The world’s largest collectibles auctioneer, Heritage Auctions, is offering for bidding Dr. Francis Crick’s Nobel Prize Medal and Nobel Diploma on April 11, 2013. Medal being auctioned by Crick’s heirs, expected to bring $500,000+ on auction in New York City and has its previewed in London on March 5-6.
The 1962 Nobel Prize for Physiology or Medicine awarded to Dr. Francis Harry Compton Crick, along with Drs. James Dewey Watson and Maurice Hugh Frederick Wilkins, for their discoveries concerning the molecular structure of nucleic acids and its significance for information transfer in living material, will be auctioned with an opening bid of $250.000.
The auction of the medal is a historic moment, marking the first time that a Nobel Prize has been sold at public auction. It has been kept in a safe deposit box in California since Crick’s widow passed away. It is one of 10 lots consigned by the family, including Crick’s endorsed Nobel Prize Check, dated Dec. 10, 1962 and one of his lab coats. The trove also contains nautical logbooks, gardening journals and books from Crick’s personal collection.

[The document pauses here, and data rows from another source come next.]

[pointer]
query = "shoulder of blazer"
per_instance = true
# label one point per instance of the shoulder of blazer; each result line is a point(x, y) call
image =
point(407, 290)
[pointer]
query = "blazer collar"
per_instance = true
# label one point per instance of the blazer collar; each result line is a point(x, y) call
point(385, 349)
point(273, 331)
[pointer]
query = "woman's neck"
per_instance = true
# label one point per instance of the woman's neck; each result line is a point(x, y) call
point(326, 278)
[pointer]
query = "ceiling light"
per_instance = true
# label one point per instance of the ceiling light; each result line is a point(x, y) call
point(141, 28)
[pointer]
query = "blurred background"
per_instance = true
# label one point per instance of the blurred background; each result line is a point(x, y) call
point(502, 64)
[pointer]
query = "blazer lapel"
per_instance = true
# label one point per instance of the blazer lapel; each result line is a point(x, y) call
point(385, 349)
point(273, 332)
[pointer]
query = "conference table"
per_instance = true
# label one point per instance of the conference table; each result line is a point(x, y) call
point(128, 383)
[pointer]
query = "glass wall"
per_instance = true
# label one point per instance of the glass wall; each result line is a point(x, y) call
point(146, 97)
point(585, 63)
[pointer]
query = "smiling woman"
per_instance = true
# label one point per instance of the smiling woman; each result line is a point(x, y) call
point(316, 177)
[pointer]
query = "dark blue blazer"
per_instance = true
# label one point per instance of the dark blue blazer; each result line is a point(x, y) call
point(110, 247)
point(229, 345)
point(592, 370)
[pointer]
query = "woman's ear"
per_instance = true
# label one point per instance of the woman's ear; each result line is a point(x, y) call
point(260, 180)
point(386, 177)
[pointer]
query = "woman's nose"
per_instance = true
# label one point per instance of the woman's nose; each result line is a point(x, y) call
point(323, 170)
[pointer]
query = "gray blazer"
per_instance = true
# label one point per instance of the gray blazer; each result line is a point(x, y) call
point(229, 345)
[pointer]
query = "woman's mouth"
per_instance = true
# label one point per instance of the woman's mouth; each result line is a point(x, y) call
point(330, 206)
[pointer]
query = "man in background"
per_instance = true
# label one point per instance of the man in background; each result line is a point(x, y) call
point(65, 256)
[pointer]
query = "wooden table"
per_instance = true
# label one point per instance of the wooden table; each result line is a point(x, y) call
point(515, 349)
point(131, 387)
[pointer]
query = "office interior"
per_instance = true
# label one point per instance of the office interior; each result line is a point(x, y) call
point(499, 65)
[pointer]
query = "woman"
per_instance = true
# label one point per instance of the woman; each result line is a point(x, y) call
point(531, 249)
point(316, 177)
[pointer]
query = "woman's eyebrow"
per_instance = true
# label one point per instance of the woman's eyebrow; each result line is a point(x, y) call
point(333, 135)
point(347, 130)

The discovery of the structure of DNA launched a scientific revolution and forever changed human understanding of life. Crick, alongside Watson and Wilkins, received his Nobel Prize from the hand of King Gustav VI Adolf of Sweden at the Stockholm Concert Hall on Dec. 10, 1962. Crick’s initials are engraved on the reverse of the medal, along with the year of the prize, 1962, presented in Roman numerals: “F. H. C. Crick/MCMLXII.” The second piece of the Prize, the Nobel diploma two beautifully handwritten, vellum pages, 9.5″ x 13.5″, in Swedish, dated Stockholm, October 18, 1962 is also included.
The Prize’s proceeds will again be used to promote ground-breaking scientific research, as a portion of the sale will be awarded to the new Francis Crick Institute in London set to be completed in 2015.